De acordo com o Informe, o total da demanda por município será encaminhado pelo Escritório Municipal da Emater/RS-Ascar, com envio ao respectivo Escritório Regional, e posteriormente à Gerência Técnica Estadual, no Escritório Central, em Porto Alegre. Em caso da impossibilidade de envio pelo escritório da Emater/RS-Ascar, qualquer outra entidade integrante do Conselho Municipal poderá enviar a demanda para o e-mail get@emater.tche.br. O município que não informar a demanda não será beneficiado com o milho/balcão estiagem.

O levantamento da necessidade de alimentos para as criações, pelo público atingido pela estiagem, deverá ser realizado em cada município, através de uma reunião conjunta de todas as organizações ligadas à agricultura familiar (conselhos agropecuários, cooperativas, sindicatos, movimentos sociais, Emater/RS-Ascar, secretarias municipais da Agricultura, entre outras), com envio da demanda total estimada de milho no município (em sacos de 60 kg) e do número estimado de agricultores interessados em receber a alimentação.

LIMITES

O volume que será disponibilizado por agricultor é de até 100 sacos/mês, durante o período de três meses, totalizando 300 sacos/agricultor. Entretanto, respeitando o limite definido, a disponibilidade real por agricultor se dará pelos índices de consumo, conforme tabela abaixo, e está sujeita à aprovação pelo Governo Federal:
• AVES – 3,5 kg/mês/animal;
• SUINOS – 64 kg/mês/animal;
• BOVINOS DE LEITE – 90 kg/mês/animal;
• BOVINOS DE CORTE – 90 kg/mês/animal;
• OVINOS/CAPRINO – 13,2 kg/mês/animal;
• BUBALINOS – 15 kg/mês/animal

Está sendo ofertado milho/balcão estiagem ao preço de R$ 19,10. O milho/balcão estiagem estará disponível nos armazéns das cooperativas, silos da Cesa e na iniciativa privada, desde que credenciados pela Conab. Após o levantamento da demanda serão informados os procedimentos operacionais.

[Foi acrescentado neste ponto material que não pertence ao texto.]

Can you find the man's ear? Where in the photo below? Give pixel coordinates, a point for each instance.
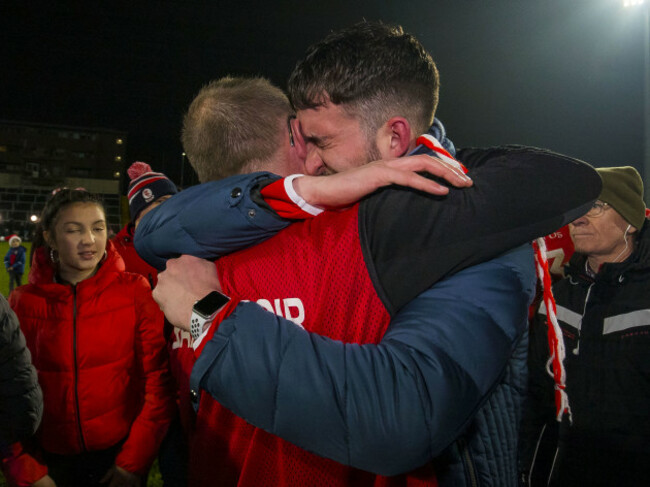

Participaram da reunião representantes dos Ministérios da Agricultura (Mapa/Conab) e do Desenvolvimento Agrário (MDA), Secretarias Estaduais de Agricultura, Pecuária e Agronegócio (Seapa) e do Desenvolvimento Rural, Pesca e Cooperativismo (SDR), Emater/RS-Ascar, Fetag (Federação dos Trabalhadores da Agricultura), Fetraf (Federação dos Trabalhadores da Agricultura Familiar), MST (Movimento dos Sem-Terra), MPA (Movimento dos Pequenos Agricultores), Ocergs, Fecoagro, Coceargs e Unicafes (União Nacional das Cooperativas de Agricultura Familiar e Economia Solidária).